Watergate began with Republicans rallying around President Richard Nixon, and the hearings were "not a foregone conclusion," Graff said. But blockbuster revelations like the White House tapes meant "you saw America really sit up and pay attention and begin to change its mind about whether Watergate mattered at all." In fact, iconic moments like Republican Tennessee Sen. Howard Baker saying "what did the president know and when did he know it" are often misconstrued: Baker's statement was a defense, not an indictment, of Nixon, Graff said.

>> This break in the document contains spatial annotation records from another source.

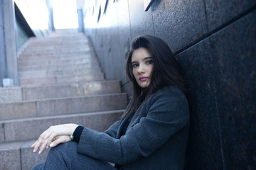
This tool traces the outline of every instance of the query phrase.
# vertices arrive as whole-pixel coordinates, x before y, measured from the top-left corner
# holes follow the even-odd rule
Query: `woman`
[[[188,104],[171,50],[159,38],[139,36],[126,69],[133,96],[121,120],[103,132],[75,124],[50,127],[32,145],[39,154],[52,147],[33,170],[183,169]]]

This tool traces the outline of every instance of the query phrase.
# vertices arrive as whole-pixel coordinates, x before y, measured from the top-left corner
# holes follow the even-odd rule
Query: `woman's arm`
[[[46,147],[55,147],[60,143],[70,141],[70,137],[78,126],[76,124],[64,124],[50,127],[32,144],[31,147],[34,148],[33,152],[37,152],[40,147],[38,154],[41,154]]]
[[[85,128],[78,152],[118,164],[152,154],[185,127],[189,120],[188,105],[183,93],[164,92],[156,94],[148,103],[150,109],[146,116],[127,130],[120,139]]]

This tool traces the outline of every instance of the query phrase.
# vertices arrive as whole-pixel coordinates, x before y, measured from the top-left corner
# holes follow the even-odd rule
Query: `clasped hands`
[[[48,130],[44,131],[39,138],[31,145],[33,147],[33,153],[41,154],[43,149],[48,147],[53,147],[60,143],[65,143],[71,140],[70,135],[73,135],[75,128],[78,125],[76,124],[64,124],[55,126],[50,126]]]

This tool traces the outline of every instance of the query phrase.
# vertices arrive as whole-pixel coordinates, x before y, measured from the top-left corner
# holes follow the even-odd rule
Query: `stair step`
[[[31,61],[29,60],[24,62],[18,62],[18,67],[36,67],[36,66],[55,66],[55,65],[63,65],[63,64],[87,64],[87,63],[95,63],[97,62],[96,58],[82,58],[79,57],[76,58],[75,57],[70,57],[67,60],[48,60],[46,62],[43,61],[44,60],[38,60],[38,61]]]
[[[80,60],[80,59],[86,59],[86,60],[97,60],[95,57],[95,53],[92,52],[88,52],[86,55],[67,55],[65,54],[56,54],[56,55],[43,55],[37,56],[37,55],[30,55],[30,56],[21,56],[18,57],[18,62],[28,62],[28,61],[36,62],[37,60],[41,61],[50,61],[50,60]],[[90,60],[89,60],[90,61]]]
[[[100,67],[97,61],[91,62],[90,63],[84,64],[67,64],[63,65],[50,65],[50,66],[31,66],[31,67],[18,67],[19,72],[28,71],[53,71],[53,70],[70,70]]]
[[[121,93],[119,81],[0,89],[0,103]]]
[[[0,144],[0,169],[31,169],[36,164],[45,161],[50,149],[46,149],[41,154],[33,153],[31,144],[39,135],[49,126],[62,123],[73,123],[83,125],[96,130],[104,131],[117,121],[124,110],[114,110],[87,114],[77,114],[71,116],[55,116],[43,118],[42,120],[19,120],[16,122],[6,122],[5,125],[10,128],[6,133],[15,132],[20,137],[31,138],[32,140],[5,142]],[[24,123],[25,124],[23,124]],[[15,126],[21,126],[16,128]],[[35,128],[36,127],[36,128]],[[0,133],[1,134],[1,133]],[[8,138],[7,135],[7,138]]]
[[[43,49],[46,50],[78,50],[82,48],[91,48],[92,49],[92,46],[88,42],[82,42],[82,43],[75,43],[75,44],[67,44],[67,45],[55,45],[55,44],[48,44],[48,45],[44,45]],[[23,52],[28,51],[37,51],[37,50],[42,50],[42,45],[41,46],[28,46],[23,50]]]
[[[53,84],[79,83],[88,82],[92,81],[104,81],[104,74],[93,74],[81,76],[48,76],[39,78],[21,78],[19,79],[20,85],[40,86]]]
[[[0,103],[0,120],[125,108],[127,94],[112,94]]]
[[[1,121],[4,130],[4,142],[33,140],[54,125],[76,123],[98,131],[107,129],[119,120],[124,110],[97,113],[61,115],[33,118]],[[1,135],[1,134],[0,134]]]
[[[46,76],[70,76],[70,75],[85,75],[102,73],[100,67],[80,69],[70,69],[70,70],[53,70],[53,71],[28,71],[19,72],[19,78],[33,78],[33,77],[46,77]]]

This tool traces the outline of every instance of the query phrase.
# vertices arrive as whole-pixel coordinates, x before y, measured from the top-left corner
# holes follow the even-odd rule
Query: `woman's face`
[[[149,50],[144,47],[135,50],[132,55],[132,67],[139,86],[142,88],[149,86],[153,69],[153,57]]]

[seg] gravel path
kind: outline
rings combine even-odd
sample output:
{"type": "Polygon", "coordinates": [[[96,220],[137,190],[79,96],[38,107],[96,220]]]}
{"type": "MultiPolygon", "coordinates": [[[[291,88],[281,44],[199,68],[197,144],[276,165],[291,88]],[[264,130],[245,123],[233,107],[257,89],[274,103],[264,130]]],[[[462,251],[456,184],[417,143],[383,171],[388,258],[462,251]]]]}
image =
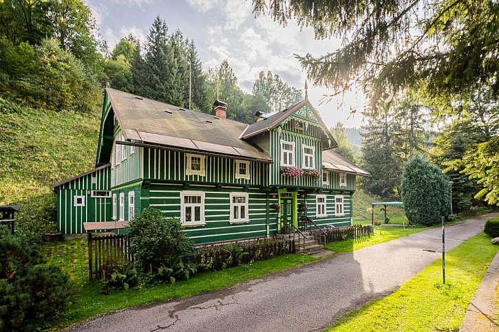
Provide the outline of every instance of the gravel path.
{"type": "MultiPolygon", "coordinates": [[[[450,250],[489,214],[446,228],[450,250]]],[[[219,291],[105,315],[76,331],[315,331],[385,296],[440,256],[440,228],[335,255],[219,291]]]]}

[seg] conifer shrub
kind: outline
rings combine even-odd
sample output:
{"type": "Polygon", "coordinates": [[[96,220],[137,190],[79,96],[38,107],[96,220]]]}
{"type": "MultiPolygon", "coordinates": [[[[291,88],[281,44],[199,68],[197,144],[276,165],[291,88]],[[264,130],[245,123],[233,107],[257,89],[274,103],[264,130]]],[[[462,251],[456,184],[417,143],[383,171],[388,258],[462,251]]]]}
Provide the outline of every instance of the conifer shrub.
{"type": "Polygon", "coordinates": [[[405,166],[401,189],[405,214],[411,222],[434,225],[450,212],[449,178],[418,155],[405,166]]]}
{"type": "Polygon", "coordinates": [[[66,308],[70,285],[25,237],[0,225],[0,331],[37,331],[66,308]]]}
{"type": "Polygon", "coordinates": [[[487,220],[483,231],[492,239],[499,237],[499,217],[487,220]]]}

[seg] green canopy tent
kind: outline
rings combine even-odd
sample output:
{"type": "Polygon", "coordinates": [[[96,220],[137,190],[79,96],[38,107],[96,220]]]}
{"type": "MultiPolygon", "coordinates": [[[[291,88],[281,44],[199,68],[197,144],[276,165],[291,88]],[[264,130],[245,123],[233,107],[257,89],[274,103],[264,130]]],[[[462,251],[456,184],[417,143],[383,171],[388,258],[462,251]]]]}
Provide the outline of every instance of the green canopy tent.
{"type": "MultiPolygon", "coordinates": [[[[401,201],[384,201],[384,202],[372,202],[371,203],[371,224],[374,224],[374,206],[383,206],[385,210],[385,221],[386,221],[386,208],[387,206],[403,206],[401,201]]],[[[404,228],[405,225],[403,225],[404,228]]]]}

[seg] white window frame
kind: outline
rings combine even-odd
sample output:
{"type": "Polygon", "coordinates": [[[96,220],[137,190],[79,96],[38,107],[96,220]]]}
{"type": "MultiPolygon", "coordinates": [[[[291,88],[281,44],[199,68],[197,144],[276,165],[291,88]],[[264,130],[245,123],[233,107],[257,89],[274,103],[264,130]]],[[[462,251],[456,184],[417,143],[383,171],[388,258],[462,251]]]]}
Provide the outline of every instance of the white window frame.
{"type": "Polygon", "coordinates": [[[95,198],[111,198],[111,192],[109,190],[92,190],[90,197],[95,198]],[[105,193],[105,195],[97,195],[97,192],[105,193]]]}
{"type": "Polygon", "coordinates": [[[326,195],[315,195],[315,217],[323,218],[328,217],[328,196],[326,195]],[[323,202],[319,201],[319,199],[323,199],[323,202]]]}
{"type": "Polygon", "coordinates": [[[113,194],[113,220],[116,220],[116,211],[118,210],[116,203],[116,194],[113,194]]]}
{"type": "Polygon", "coordinates": [[[248,160],[235,160],[235,178],[236,179],[246,179],[246,180],[250,179],[250,172],[249,172],[249,161],[248,160]],[[246,174],[240,173],[240,165],[246,165],[246,174]]]}
{"type": "Polygon", "coordinates": [[[322,171],[322,184],[329,185],[329,172],[327,170],[322,171]],[[324,181],[324,175],[326,175],[326,181],[324,181]]]}
{"type": "Polygon", "coordinates": [[[339,186],[340,187],[346,187],[346,182],[347,182],[346,178],[347,178],[347,175],[346,175],[346,173],[342,172],[342,173],[339,173],[339,186]]]}
{"type": "Polygon", "coordinates": [[[183,190],[180,192],[180,223],[182,226],[202,226],[206,225],[204,217],[204,192],[195,190],[183,190]],[[200,203],[186,203],[184,202],[185,196],[201,196],[200,203]],[[198,221],[185,221],[185,208],[187,206],[200,206],[201,220],[198,221]]]}
{"type": "Polygon", "coordinates": [[[315,146],[303,144],[301,146],[301,168],[309,170],[315,169],[315,146]],[[305,153],[305,149],[310,148],[312,150],[312,154],[305,153]],[[308,159],[309,162],[312,162],[312,166],[306,166],[305,161],[308,159]],[[311,159],[311,160],[310,160],[311,159]]]}
{"type": "Polygon", "coordinates": [[[336,217],[341,217],[345,215],[345,200],[343,199],[343,195],[335,195],[335,216],[336,217]],[[337,199],[341,199],[341,202],[337,201],[337,199]],[[339,206],[341,206],[341,212],[339,212],[338,211],[340,210],[338,208],[339,206]]]}
{"type": "Polygon", "coordinates": [[[135,217],[135,192],[128,192],[128,220],[131,220],[135,217]],[[133,202],[131,201],[133,201],[133,202]]]}
{"type": "Polygon", "coordinates": [[[231,192],[231,195],[229,195],[230,199],[231,199],[231,219],[230,219],[230,223],[249,223],[249,211],[248,211],[248,206],[249,206],[249,197],[248,195],[248,192],[231,192]],[[245,203],[233,203],[233,197],[242,197],[245,198],[245,203]],[[244,206],[244,218],[235,218],[234,217],[234,207],[238,206],[240,207],[238,210],[238,217],[241,215],[241,210],[240,207],[244,206]]]}
{"type": "Polygon", "coordinates": [[[116,141],[114,141],[114,164],[116,166],[121,163],[121,148],[122,146],[120,144],[117,144],[116,141]]]}
{"type": "Polygon", "coordinates": [[[288,142],[285,141],[284,140],[281,140],[281,162],[280,165],[283,166],[294,166],[295,165],[295,151],[296,150],[296,144],[294,142],[288,142]],[[290,144],[293,146],[293,150],[284,150],[283,148],[283,144],[290,144]],[[288,163],[284,163],[284,153],[288,154],[288,163]],[[289,157],[290,155],[291,155],[291,158],[289,157]],[[292,163],[290,163],[290,159],[291,159],[292,163]]]}
{"type": "Polygon", "coordinates": [[[206,155],[195,155],[193,153],[186,153],[186,157],[187,159],[185,163],[185,175],[199,175],[204,177],[206,175],[206,170],[204,168],[206,155]],[[201,162],[201,167],[200,170],[193,170],[192,165],[191,164],[193,157],[200,158],[201,162]]]}
{"type": "Polygon", "coordinates": [[[120,221],[125,221],[125,192],[120,192],[120,221]]]}
{"type": "Polygon", "coordinates": [[[81,195],[75,195],[73,196],[73,206],[85,206],[85,196],[81,195]],[[81,199],[81,203],[78,203],[78,199],[81,199]]]}

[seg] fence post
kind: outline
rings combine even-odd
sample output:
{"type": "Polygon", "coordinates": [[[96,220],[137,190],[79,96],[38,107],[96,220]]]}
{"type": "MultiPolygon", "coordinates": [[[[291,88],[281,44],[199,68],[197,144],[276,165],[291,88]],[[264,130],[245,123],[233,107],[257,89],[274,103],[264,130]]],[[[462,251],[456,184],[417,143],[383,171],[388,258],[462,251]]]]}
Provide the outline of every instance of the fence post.
{"type": "Polygon", "coordinates": [[[92,280],[92,232],[87,233],[88,239],[88,280],[92,280]]]}

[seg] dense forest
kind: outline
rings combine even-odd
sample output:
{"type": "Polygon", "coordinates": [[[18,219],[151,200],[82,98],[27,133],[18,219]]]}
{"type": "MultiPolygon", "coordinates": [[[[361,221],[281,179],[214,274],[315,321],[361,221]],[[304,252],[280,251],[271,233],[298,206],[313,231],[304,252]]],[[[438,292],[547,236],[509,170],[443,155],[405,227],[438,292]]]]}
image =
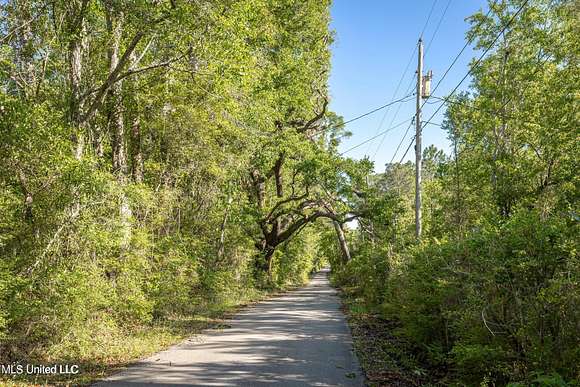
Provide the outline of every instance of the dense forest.
{"type": "Polygon", "coordinates": [[[338,150],[330,0],[0,3],[0,363],[120,361],[329,262],[446,383],[577,380],[578,9],[521,3],[469,19],[421,240],[414,165],[338,150]]]}

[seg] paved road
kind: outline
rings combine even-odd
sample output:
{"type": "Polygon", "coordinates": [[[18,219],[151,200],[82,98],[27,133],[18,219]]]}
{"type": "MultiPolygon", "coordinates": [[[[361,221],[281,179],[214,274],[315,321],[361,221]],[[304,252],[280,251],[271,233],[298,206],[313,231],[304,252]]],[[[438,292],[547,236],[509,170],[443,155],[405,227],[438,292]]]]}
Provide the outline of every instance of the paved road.
{"type": "Polygon", "coordinates": [[[363,386],[352,338],[328,273],[248,308],[230,328],[158,353],[104,386],[363,386]]]}

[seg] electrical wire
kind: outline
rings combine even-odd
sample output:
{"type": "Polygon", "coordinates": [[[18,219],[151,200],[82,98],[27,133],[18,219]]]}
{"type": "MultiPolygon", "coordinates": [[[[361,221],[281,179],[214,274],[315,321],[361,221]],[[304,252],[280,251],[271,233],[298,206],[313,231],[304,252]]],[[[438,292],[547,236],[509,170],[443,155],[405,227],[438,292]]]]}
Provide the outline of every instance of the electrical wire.
{"type": "Polygon", "coordinates": [[[366,139],[365,141],[363,141],[363,142],[361,142],[361,143],[359,143],[359,144],[356,144],[355,146],[353,146],[353,147],[351,147],[351,148],[349,148],[349,149],[345,150],[345,151],[344,151],[344,152],[342,152],[340,155],[342,156],[342,155],[344,155],[344,154],[346,154],[346,153],[348,153],[348,152],[350,152],[350,151],[352,151],[352,150],[355,150],[355,149],[357,149],[357,148],[359,148],[359,147],[363,146],[364,144],[368,143],[369,141],[373,141],[375,138],[377,138],[377,137],[379,137],[379,136],[382,136],[383,134],[385,134],[385,133],[387,133],[387,132],[390,132],[390,131],[391,131],[391,130],[393,130],[393,129],[396,129],[396,128],[398,128],[399,126],[402,126],[402,125],[406,124],[407,122],[409,122],[409,121],[410,121],[410,120],[412,120],[412,119],[413,119],[413,118],[409,118],[409,119],[407,119],[407,120],[405,120],[405,121],[403,121],[403,122],[399,122],[399,123],[398,123],[397,125],[395,125],[395,126],[392,126],[392,127],[388,128],[388,129],[386,129],[386,130],[383,130],[381,133],[377,134],[376,136],[373,136],[373,137],[371,137],[371,138],[368,138],[368,139],[366,139]]]}
{"type": "MultiPolygon", "coordinates": [[[[461,80],[453,88],[453,90],[451,90],[451,93],[449,93],[449,95],[447,97],[445,97],[445,100],[439,105],[439,107],[435,110],[435,112],[433,114],[431,114],[431,117],[429,117],[429,119],[421,126],[421,129],[424,128],[429,122],[431,122],[431,120],[433,119],[433,117],[435,117],[435,115],[439,112],[439,110],[441,110],[441,108],[446,104],[446,102],[451,98],[451,96],[453,96],[453,94],[457,91],[457,89],[459,88],[459,86],[461,86],[461,84],[463,83],[463,81],[465,81],[467,79],[467,77],[471,74],[471,72],[473,70],[475,70],[475,68],[481,63],[481,61],[483,60],[483,58],[485,57],[485,55],[493,48],[493,46],[495,46],[495,43],[498,41],[498,39],[500,38],[500,36],[508,29],[508,27],[513,23],[513,21],[520,14],[520,12],[523,11],[524,7],[529,3],[529,1],[530,0],[524,0],[522,2],[522,5],[520,6],[520,8],[512,15],[511,19],[501,29],[501,31],[497,34],[497,36],[495,37],[495,39],[493,39],[493,41],[487,46],[487,48],[483,51],[483,53],[479,56],[479,58],[477,58],[477,60],[473,64],[473,66],[470,66],[469,67],[469,70],[467,71],[467,73],[463,76],[463,78],[461,78],[461,80]]],[[[433,90],[433,92],[435,92],[435,89],[433,90]]]]}
{"type": "MultiPolygon", "coordinates": [[[[449,0],[449,1],[451,1],[451,0],[449,0]]],[[[433,15],[433,11],[435,10],[435,5],[437,5],[437,2],[438,2],[438,0],[434,0],[433,4],[431,4],[431,9],[429,10],[429,14],[427,15],[427,19],[425,20],[425,24],[423,24],[423,29],[421,30],[421,34],[419,35],[421,37],[423,36],[423,34],[425,33],[425,30],[427,29],[427,26],[429,25],[429,21],[431,20],[431,16],[433,15]]],[[[447,6],[449,7],[449,4],[447,4],[447,6]]],[[[445,11],[447,11],[447,9],[445,11]]],[[[439,23],[441,23],[441,21],[439,21],[439,23]]],[[[407,75],[407,71],[409,71],[409,67],[411,66],[411,62],[413,61],[413,57],[415,56],[416,52],[417,52],[417,46],[415,46],[413,48],[413,52],[411,53],[411,56],[410,56],[409,60],[407,61],[407,65],[405,66],[405,70],[403,71],[403,75],[401,75],[401,78],[399,79],[399,82],[397,84],[395,92],[393,93],[393,96],[391,98],[395,98],[395,96],[397,95],[399,88],[401,87],[401,83],[403,82],[405,75],[407,75]]],[[[413,81],[413,79],[411,79],[411,84],[412,84],[412,81],[413,81]]],[[[409,90],[407,90],[405,94],[407,94],[408,92],[409,92],[409,90]]],[[[393,116],[393,119],[391,120],[391,123],[389,126],[392,126],[393,123],[395,122],[395,120],[397,119],[397,116],[398,116],[400,109],[401,109],[401,107],[399,105],[399,107],[397,108],[397,111],[395,112],[395,115],[393,116]]],[[[383,114],[383,117],[381,118],[381,121],[379,122],[379,126],[377,127],[377,130],[375,131],[375,134],[378,133],[381,130],[381,128],[383,127],[383,124],[385,122],[385,118],[389,114],[389,111],[390,111],[390,108],[388,108],[385,111],[385,114],[383,114]]],[[[383,136],[381,138],[381,141],[380,141],[379,145],[377,146],[375,153],[373,154],[372,160],[374,160],[374,158],[376,157],[377,153],[379,152],[381,146],[383,145],[383,142],[385,141],[385,137],[386,136],[383,136]]],[[[369,151],[371,150],[371,144],[372,143],[369,143],[369,146],[367,147],[365,154],[369,153],[369,151]]]]}
{"type": "Polygon", "coordinates": [[[429,49],[431,48],[431,44],[433,44],[433,40],[435,40],[435,36],[437,36],[437,32],[439,32],[439,28],[441,27],[441,22],[443,22],[443,19],[445,18],[445,15],[447,14],[447,10],[449,9],[449,6],[451,5],[451,1],[452,0],[447,1],[447,5],[445,6],[443,13],[441,14],[441,17],[439,18],[439,22],[437,22],[437,27],[435,27],[435,31],[433,32],[433,35],[431,35],[431,39],[429,40],[429,43],[427,44],[427,48],[425,49],[425,55],[427,55],[427,53],[429,52],[429,49]]]}
{"type": "Polygon", "coordinates": [[[403,141],[405,141],[405,138],[407,138],[407,134],[409,133],[409,130],[413,126],[413,122],[414,121],[411,120],[411,122],[409,123],[409,126],[407,126],[407,130],[405,130],[405,134],[403,134],[403,138],[401,138],[401,141],[399,141],[399,145],[397,145],[397,149],[395,149],[395,153],[393,154],[393,157],[391,157],[391,161],[389,161],[389,164],[392,164],[395,157],[397,157],[397,153],[399,153],[399,149],[401,148],[401,145],[403,145],[403,141]]]}

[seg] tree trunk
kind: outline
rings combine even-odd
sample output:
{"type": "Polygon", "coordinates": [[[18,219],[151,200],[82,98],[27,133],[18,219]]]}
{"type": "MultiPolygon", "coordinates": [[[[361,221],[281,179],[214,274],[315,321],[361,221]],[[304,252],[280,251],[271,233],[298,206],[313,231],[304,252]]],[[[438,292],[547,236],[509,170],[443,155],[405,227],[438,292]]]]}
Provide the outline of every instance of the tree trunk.
{"type": "Polygon", "coordinates": [[[344,236],[344,229],[342,227],[342,224],[338,223],[337,221],[333,221],[332,223],[334,224],[336,236],[338,237],[338,245],[340,247],[342,261],[343,263],[348,263],[350,261],[350,250],[348,248],[348,243],[346,242],[346,238],[344,236]]]}
{"type": "MultiPolygon", "coordinates": [[[[123,12],[107,6],[107,28],[111,34],[109,47],[109,72],[112,74],[119,65],[123,12]]],[[[109,123],[111,130],[112,169],[119,184],[127,182],[127,155],[125,150],[125,123],[123,117],[122,82],[114,82],[108,92],[109,123]]],[[[131,208],[125,194],[121,192],[119,215],[122,224],[121,246],[126,248],[131,238],[131,208]]]]}
{"type": "MultiPolygon", "coordinates": [[[[113,73],[119,64],[119,47],[121,45],[123,13],[110,7],[107,9],[107,27],[111,34],[109,47],[109,71],[113,73]]],[[[125,151],[125,124],[123,120],[122,81],[114,82],[109,89],[109,122],[111,129],[111,147],[113,149],[113,173],[119,182],[127,176],[127,156],[125,151]]]]}
{"type": "Polygon", "coordinates": [[[84,123],[82,121],[81,77],[84,28],[81,27],[81,36],[73,39],[69,45],[69,82],[70,82],[70,122],[72,126],[71,140],[73,154],[80,160],[85,146],[84,123]]]}
{"type": "Polygon", "coordinates": [[[131,126],[131,168],[133,181],[143,182],[143,154],[141,153],[141,123],[135,117],[131,126]]]}

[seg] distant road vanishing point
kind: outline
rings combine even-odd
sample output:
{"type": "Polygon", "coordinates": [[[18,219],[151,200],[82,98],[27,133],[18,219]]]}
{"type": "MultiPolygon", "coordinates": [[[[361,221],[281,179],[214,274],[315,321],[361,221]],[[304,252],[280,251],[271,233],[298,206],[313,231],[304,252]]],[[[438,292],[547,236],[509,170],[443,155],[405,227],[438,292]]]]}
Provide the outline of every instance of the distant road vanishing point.
{"type": "Polygon", "coordinates": [[[96,384],[105,386],[363,386],[328,271],[96,384]]]}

But in the end, Brinkley said, "the story of Watergate is Republicans turning on Nixon in droves," be it the moderate Baker wing or the conservatives represented by Barry Goldwater, the Arizona senator dispatched to the White House to tell Nixon the truth of how impeachment would likely play out. "Today," Brinkley said, "we see a Republican Party aligned all behind [former President Donald] Trump and refusing to see the insurrection is connected to Trump. And so it's a partisan fight that's going on right now, and Watergate had more of a bipartisan cast to it."

Two GOP committee members who still reflect and respect bipartisanship, Reps. Liz Cheney of Wyoming and Adam Kinzinger of Illinois, are profiles in courage but pariahs in their caucus for putting country before party. And while it's too early to tell if Jan. 6 committee chair Bennie Thompson will emerge as Sam Ervin did as an evenhanded, even-keeled lawmaker overseeing Watergate, the Democratic representative from Mississippi acquitted himself well on Thursday night.

With five more hearings planned, we'll see if another witness will resonate with Americans the way that John Dean did during Watergate. But for sheer factual and emotional impact on how vile the violent mob became, no one will likely top the intense testimony of Capitol Police Officer Caroline Edwards, who was one of about 140 law enforcement heroes injured in the attack. "I couldn't believe my eyes," Edwards told the committee as she described a "war scene" and "carnage." There "were officers on the ground; they were bleeding. They were throwing up. … I saw friends with blood all over their faces. I was slipping in people's blood."

A bit different description from Fox's Carlson, who from the safety of his studio on Thursday night called Jan. 6 a "forgettably minor outbreak" of violence.

Both historians I talked with believe Jan. 6 is a more consequential scandal than Watergate, which Brinkley called "quaint compared to the siege of our Capitol." And both believe that the events surrounding the scandals tell a bigger story.

"One of the things I really tried to do with this book," Graff said, "was make the case that Watergate was less an event and more of a mind-set and that Watergate, as we have come to understand, was not just a burglary on June 17, 1972, but an umbrella of about a dozen interrelated but distinct scandals, all of which emerged from the dark, paranoid, conspiratorial and criminal psyche of Richard Nixon that he brought to the White House and permeated his administration. And I think that's very similar to what we saw with President Trump."

Watergate and Jan. 6, Brinkley said, are about "an abuse of power, and it's about our presidents going rogue, and perhaps criminal activity in both — certainly Watergate."

The system — and the center — held half a century ago. As for Jan. 6, Graff concluded: "The difference and distinction I would draw is that Richard Nixon's crimes were crimes against Americans. They were abuses of power, abuses of civil liberties, abuses of targeting Americans illegally with government resources.

"Donald Trump's crimes were against American democracy writ large. And that, to me, is a much more worrisome level of crime because that's the type of crime that when it's successful, the country doesn't bounce back. You can, as a governmental system, overcome abuses of power and abuses of civil liberties. You just don't get your democracy back once it's stolen."